Pada GIS, database, analisa dan tampilan secara fisik dan konseptual dipisahkan dengan
penanganan data geografinya. Sistem Informasi Geografis meliputi perangkat keras computer
(Hardware), perangkat lunak (Software), data digital, Pengguna, sistem kerja, dan instansi
pengumpul data, menyimpan, menganalisa dan menampilkan informasi georeferensi mengenai
bumi.
Berdasarkan periode tersebut di atas perkembangan pemetaan telah sampai pada era digital, dimana
peta tidak hanya di tampilkan secara analog, tetapi juga digital, dengan perkembangan ini maka
analisis yang berhubungan dengan keruangan semakin praktis dan mudah, serta dapat dipakai oleh
semua kalangan.

Renaissance

Maps

Penemuan pencetakan membuat peta lebih banyak tersedia dimulai pada abad ke-15. Peta berada di
blok kayu pertama yang dicetak menggunakan diukir (lihat di atas).
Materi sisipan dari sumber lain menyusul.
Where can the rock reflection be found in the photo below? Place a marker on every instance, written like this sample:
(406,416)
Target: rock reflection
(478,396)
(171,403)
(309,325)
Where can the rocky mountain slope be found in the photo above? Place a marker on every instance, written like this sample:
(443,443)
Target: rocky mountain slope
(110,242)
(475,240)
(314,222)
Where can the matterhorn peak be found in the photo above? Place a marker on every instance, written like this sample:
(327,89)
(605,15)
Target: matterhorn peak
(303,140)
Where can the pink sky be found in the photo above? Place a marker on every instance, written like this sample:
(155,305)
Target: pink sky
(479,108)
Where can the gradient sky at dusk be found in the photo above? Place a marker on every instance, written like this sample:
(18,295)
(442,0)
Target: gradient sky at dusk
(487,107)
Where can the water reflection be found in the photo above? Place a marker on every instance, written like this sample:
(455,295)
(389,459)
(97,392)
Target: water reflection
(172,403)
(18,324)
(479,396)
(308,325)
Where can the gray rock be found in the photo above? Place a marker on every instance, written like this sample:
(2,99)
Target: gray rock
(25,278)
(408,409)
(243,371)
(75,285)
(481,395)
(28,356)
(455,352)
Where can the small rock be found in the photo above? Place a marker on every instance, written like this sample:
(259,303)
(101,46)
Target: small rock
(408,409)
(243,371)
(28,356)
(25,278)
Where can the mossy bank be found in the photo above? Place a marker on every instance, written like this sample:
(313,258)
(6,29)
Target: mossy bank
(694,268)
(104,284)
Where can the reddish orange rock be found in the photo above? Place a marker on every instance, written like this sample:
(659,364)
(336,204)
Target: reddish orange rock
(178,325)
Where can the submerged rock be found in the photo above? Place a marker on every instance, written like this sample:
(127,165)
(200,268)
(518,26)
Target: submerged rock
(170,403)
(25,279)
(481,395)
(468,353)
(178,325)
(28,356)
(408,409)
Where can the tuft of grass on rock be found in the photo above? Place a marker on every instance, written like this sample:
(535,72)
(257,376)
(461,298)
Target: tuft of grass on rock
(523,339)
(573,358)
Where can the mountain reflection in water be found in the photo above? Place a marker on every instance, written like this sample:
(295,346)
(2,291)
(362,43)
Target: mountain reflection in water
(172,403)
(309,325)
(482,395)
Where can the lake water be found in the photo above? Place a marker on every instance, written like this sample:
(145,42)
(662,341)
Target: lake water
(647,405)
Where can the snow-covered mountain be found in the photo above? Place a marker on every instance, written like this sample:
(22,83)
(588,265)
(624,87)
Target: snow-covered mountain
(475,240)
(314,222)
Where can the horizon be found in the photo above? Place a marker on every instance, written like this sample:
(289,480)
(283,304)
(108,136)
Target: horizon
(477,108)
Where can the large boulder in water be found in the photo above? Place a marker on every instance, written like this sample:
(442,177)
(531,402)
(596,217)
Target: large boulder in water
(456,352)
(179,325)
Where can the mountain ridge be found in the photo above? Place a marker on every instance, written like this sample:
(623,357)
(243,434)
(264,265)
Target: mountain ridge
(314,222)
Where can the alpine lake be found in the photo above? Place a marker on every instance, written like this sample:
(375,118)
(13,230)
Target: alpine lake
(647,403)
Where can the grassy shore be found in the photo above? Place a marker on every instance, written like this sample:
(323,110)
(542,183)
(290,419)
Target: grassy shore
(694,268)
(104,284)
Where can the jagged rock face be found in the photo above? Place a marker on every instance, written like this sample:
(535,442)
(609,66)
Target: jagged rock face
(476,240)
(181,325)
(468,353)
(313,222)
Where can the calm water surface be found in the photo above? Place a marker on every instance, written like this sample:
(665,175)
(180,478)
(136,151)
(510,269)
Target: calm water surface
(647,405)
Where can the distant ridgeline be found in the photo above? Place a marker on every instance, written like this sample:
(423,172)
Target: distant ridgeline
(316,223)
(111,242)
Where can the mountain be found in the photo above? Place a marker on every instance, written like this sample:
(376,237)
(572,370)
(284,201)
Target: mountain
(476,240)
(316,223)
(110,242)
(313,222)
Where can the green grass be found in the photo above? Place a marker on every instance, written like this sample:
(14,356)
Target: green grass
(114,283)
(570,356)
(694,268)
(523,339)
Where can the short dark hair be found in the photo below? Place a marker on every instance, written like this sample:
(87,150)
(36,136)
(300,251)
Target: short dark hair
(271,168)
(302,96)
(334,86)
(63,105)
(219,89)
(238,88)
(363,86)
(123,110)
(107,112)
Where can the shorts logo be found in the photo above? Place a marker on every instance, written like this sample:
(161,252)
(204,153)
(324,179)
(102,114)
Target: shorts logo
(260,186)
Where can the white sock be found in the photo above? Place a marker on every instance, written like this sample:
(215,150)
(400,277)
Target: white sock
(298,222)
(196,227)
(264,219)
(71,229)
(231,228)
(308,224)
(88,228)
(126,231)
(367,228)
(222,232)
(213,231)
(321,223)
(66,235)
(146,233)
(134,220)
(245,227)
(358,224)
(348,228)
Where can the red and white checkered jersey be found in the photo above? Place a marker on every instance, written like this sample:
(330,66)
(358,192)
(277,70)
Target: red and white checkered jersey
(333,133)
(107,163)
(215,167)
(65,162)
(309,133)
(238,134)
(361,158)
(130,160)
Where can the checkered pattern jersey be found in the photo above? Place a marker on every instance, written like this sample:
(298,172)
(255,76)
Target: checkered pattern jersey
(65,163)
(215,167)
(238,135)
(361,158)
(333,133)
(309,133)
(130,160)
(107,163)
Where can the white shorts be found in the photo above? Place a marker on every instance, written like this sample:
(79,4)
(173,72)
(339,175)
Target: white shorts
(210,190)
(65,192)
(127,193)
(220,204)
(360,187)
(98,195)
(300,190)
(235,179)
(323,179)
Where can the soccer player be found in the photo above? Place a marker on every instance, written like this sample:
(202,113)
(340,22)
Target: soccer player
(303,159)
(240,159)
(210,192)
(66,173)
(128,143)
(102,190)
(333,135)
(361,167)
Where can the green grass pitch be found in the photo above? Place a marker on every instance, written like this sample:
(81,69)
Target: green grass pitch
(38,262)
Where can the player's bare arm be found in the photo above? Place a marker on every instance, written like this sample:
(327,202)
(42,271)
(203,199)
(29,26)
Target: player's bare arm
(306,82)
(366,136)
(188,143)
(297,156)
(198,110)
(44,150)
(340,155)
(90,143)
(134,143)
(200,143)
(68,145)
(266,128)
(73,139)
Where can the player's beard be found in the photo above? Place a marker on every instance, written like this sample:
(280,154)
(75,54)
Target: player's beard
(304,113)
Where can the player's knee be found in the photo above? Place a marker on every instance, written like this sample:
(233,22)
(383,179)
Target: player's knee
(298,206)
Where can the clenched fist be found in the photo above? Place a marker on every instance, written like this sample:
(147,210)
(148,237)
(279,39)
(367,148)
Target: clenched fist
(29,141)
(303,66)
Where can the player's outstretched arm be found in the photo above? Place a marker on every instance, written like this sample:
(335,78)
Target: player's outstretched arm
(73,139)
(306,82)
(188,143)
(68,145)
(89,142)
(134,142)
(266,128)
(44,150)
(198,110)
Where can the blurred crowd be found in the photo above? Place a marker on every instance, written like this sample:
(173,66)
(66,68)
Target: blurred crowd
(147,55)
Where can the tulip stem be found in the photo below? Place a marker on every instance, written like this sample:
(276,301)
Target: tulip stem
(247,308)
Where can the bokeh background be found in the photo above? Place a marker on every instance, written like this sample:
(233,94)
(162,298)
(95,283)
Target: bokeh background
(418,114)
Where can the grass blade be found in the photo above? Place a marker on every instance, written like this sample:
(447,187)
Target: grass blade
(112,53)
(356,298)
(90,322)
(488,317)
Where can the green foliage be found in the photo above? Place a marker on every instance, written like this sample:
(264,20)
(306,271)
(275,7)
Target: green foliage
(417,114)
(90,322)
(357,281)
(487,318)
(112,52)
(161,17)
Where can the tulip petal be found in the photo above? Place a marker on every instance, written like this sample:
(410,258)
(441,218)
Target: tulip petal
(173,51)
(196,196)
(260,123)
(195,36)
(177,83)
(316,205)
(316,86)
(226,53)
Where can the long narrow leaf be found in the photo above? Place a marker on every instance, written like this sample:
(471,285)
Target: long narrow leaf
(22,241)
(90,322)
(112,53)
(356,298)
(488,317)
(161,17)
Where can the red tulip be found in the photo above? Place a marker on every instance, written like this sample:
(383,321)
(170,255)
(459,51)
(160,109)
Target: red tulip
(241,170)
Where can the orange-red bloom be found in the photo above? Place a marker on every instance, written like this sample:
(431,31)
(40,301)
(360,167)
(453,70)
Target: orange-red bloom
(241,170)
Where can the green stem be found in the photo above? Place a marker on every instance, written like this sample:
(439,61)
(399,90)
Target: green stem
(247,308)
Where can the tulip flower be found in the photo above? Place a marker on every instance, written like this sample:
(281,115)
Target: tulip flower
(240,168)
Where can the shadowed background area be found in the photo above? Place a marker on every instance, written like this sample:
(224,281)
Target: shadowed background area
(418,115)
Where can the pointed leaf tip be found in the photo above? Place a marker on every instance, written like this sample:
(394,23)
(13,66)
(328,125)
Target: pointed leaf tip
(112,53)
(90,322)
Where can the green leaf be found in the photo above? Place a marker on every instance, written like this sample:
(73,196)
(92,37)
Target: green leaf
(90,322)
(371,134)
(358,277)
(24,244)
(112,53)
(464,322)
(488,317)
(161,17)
Di antara pembuat peta yang
paling penting pada masa ini adalah Sebastian Mnster di Basel (sekarang Swiss). Nya Geographia,
yang diterbitkan pada tahun 1540, menjadi standar global baru untuk peta dunia.
Percetakan dengan pelat tembaga terukir muncul pada abad 16 dan terus menjadi standar hingga
teknik fotografi dikembangkan. Kemajuan besar dalam pemetaan terjadi pada Zaman Eksplorasi di
abad 15 dan 16.pembuat Peta menanggapi dengan grafik navigasi, yang digambarkan garis pantai,
pulau, sungai, pelabuhan, dan fitur yang menarik berlayar. baris Kompas dan bantuan navigasi
lainnya termasuk, proyeksi peta baru dibuat, dan bola dibangun. peta dan bola dunia tersebut
diselenggarakan di nilai besar untuk, militer, dan diplomatik tujuan ekonomi, dan sebagainya sering
dianggap sebagai atau komersial rahasia nasional atau kepemilikan peta rahasia.
Seluruh-peta dunia pertama mulai muncul di awal abad ke-16, setelah pelayaran oleh Columbus dan
orang lain untuk Dunia Baru. Peta dunia pertama benar biasanya dikreditkan ke Martin
Waldseemller di tahun 1507.Peta ini digunakan proyeksi Ptolemaic diperluas dan adalah peta
pertama yang menggunakan nama Amerika untuk Dunia Baru lihat Waldseemllers peta dunia .

Modern

Maps

Peta menjadi semakin akurat dan faktual selama abad ke-17, 18 dan 19 dengan penerapan metode
ilmiah. Banyak negara melakukan program pemetaan nasional. Meskipun demikian, sebagian besar
dunia ini kurang diketahui sampai meluasnya penggunaan foto udara berikut perang Dunia I.
Kartografi Modern didasarkan pada kombinasi pengamatan tanah dan penginderaan jauh.